The Miami Herald
December 12, 1999
By Tanya Somaroo
Art students at five Miami-Dade high schools didn’t use paints or pencils to create the art for their latest project. They used the Internet.
Working from their own school, they directed local artist Xavier Cortada as he collaged their artwork into a mural in his Little Havana studio using his unique WebStudio process. Two Web cameras in Cortada’s studio allow students to see the canvas he works on and an on-line chat room allows them to direct his placement of the paint and pencil drawings they had completed earlier.
The students were involved in Master-Peace 2000, an art-based Internet-supported project in which they explore the past millennium in preparation for the new one.
Each school focused on a different century and tried to interpret the lessons humanity has learned through art and essays.
MAST Academy selected the 20th Century and worked on issues relating to the ocean and environmental issues, including over-fishing, underwater nuclear testing and the Exxon Valdez disaster.
Coral Gables High explored the 14th Century and focused on inventions, such as the mechanical clock and weapons of war, and how the plague parallels the 20th Century AIDS epidemic.
Killian High chose the 18th Century and focused on the American Revolution and the Enlightenment.
Miami Beach High worked on the 19th Century and focused on improvements in transportation, the Civil War and slavery.

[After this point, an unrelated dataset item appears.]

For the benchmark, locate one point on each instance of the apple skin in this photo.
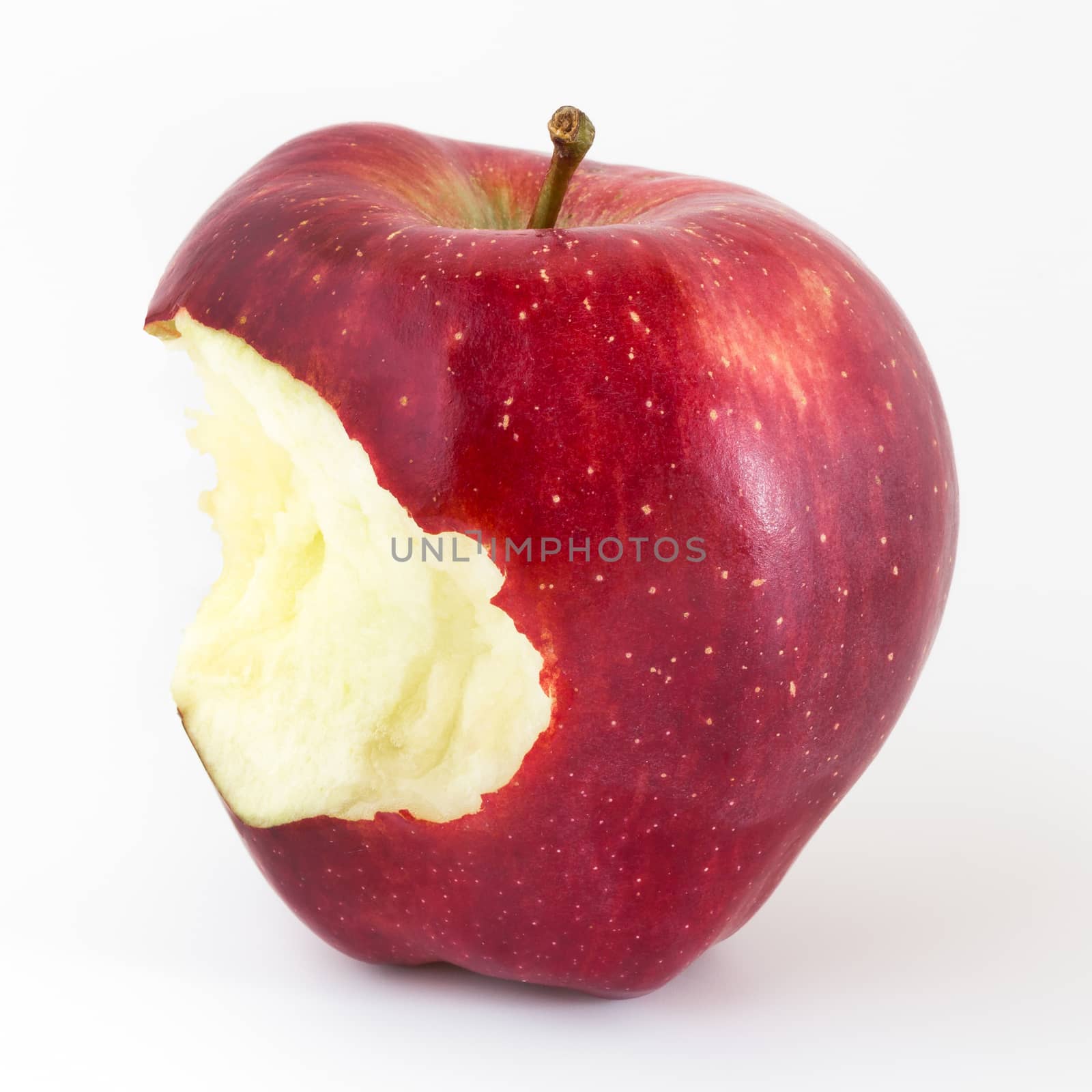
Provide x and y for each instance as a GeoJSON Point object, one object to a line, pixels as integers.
{"type": "Point", "coordinates": [715, 358]}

Design and Architecture Senior High chose the 16th Century and explored the contributions made by Michelangelo and Leonardo Da Vinci, the Spanish Inquisition and the conquest of the Inca and Aztec empires.

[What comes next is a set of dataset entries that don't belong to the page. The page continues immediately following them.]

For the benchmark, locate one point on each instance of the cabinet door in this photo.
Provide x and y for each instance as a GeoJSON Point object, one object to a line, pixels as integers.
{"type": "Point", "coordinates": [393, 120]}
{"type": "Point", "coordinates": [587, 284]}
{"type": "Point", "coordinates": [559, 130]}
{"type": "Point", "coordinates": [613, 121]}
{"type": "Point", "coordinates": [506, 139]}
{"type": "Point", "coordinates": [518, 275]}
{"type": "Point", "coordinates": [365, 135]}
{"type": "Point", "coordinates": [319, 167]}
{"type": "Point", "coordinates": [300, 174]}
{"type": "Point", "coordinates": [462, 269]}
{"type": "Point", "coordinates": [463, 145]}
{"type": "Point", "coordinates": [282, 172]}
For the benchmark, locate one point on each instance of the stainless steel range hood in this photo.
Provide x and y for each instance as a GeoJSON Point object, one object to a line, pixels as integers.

All of the students’ work will become the basis of murals created in collaboration with Cortada using his WebStudio process.

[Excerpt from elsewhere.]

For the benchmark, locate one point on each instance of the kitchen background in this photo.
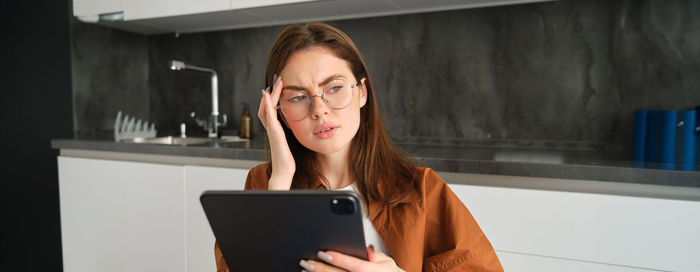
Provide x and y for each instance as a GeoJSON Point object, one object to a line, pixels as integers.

The artist and activist has worked on 12 other projects with Miami-Dade County Public Schools and has created murals with street kids in Bolivia and AIDS patients in Geneva.
The Master-Peace 2000 project is a collaboration between Miami-Dade County Public Schools Division of Life Skills, Miami-Dade Art in Public Places and Regis House, a nonprofit community center that helps children and families.
Lilia Garcia, director of the Division of Life Skills for Miami-Dade County Public Schools, said she decided to bring this project to the schools because she felt Cortada could provide students with a great deal of insight.
“He’s so good at getting the kids to express their feelings and at bringing [together] technology, history and art,” Garcia said.
“The Internet symbolizes technology and the new millennium. It’s a relevant way of communicating. It would have been dated to just do [the mural] on a wall,” said Cortada, explaining his reasons for combining art with Internet technology. “The most important feature of the Internet is that it’s global. It becomes timeless.”
Cortada assisted with the group discussions and helped students focus on a theme for their artwork and essays as they explored the contributions scientists, politicians, philosophers, artists and explorers made during the century they selected.
“I told them not to focus on what we could find on Britannica.com, but to give their opinions,” Cortada said.
When the students finished their work, Cortada began his. He collected all of the art and essays and downloaded them onto the MasterPeace 2000 Web site. Students were then able to log on to the Web site where they could see their individual work displayed.
The murals completed this semester at Beach High, Design and Architecture Senior High, Coral Gables High, Killian and Mast Academy will be displayed at First Night Miami Beach at the Miami Beach Convention Center on New Year’s Eve. The exhibit will include access to the MasterPeace 2000 Web site and viewers will be able to revisit the entire process. The site is divided by century with each century containing individual exhibits of every student’s drawing or essay and logs of the WebStudio sessions with the schools.
The remaining five centuries of the millennium will be addressed next semester at five other schools.
The Web site is already up and running. Visitors can log on to watch the WebStudio sessions, read the on-line conversations between Cortada and the students or comment on the students’ work through the discussion forum. Not only will students be able to read what others think of their essays and artwork, but they also can respond to those comments and establish a dialogue with people from all over the world.
“It becomes a living, breathing thing,” Cortada said. “That’s how I approach art. When they go to college next year, the kids will be able to go to their dorm room and pull this up on their computer.”
In January, the murals will be returned to each school and after a dedication ceremony will be on permanent display. Cortada said this will create a bond between the students and the school, a feeling of ownership and community that is hard to find in society today.
As he signed off from his last WebStudio session with the students from Miami Beach, Cortada said, “Hopefully, this activity will serve as inspiration for you, the people of the third millennium.”